Clinton Heylin

Thurston Moore relives the early days of Sonic Youth

Reminiscing about his many friends and colleagues in the 1970s, Moore even finds good things to say about the Dead Boys and Sid Vicious

Thurston Moore. [Getty Images] 
issue 21 October 2023

There are a surprising number of books on or by Sonic Youth, the most important of the East Coast bands to emerge in the wake of the first wave of US punk (1974-78). An excellent Spanish biography and an Italian potted history precede the three English language bios to date, while Thurston Moore’s ex-wife Kim Gordon published her own embittered memoir (Girl in a Band) in 2015. Seems Thurston had been a very naughty boy, and she was determined to tell the world all about it.

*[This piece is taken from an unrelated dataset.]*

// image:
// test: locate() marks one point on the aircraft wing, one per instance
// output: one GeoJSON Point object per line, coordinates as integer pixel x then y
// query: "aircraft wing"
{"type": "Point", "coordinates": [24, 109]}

In fact he may well be the least naughty boy in the history of rock music. ‘Neither hardcore sex nor drug action figured very much in my world,’ he writes. ‘Boys have always wanted to be in rock bands to get laid, or so it’s said. But that was not a defining factor for me.’ The ‘other’ woman (Thurston’s second wife, Eva Prinz) whom Kim refused even to name, simply calling her ‘the user, the groupie, the nutcase’, does not even enter this densely packed memoir until four pages from the end.

This is because Thurston has a lot he wants to say, and almost all of it is about his coming to New York, his early days there and the first decade of the band.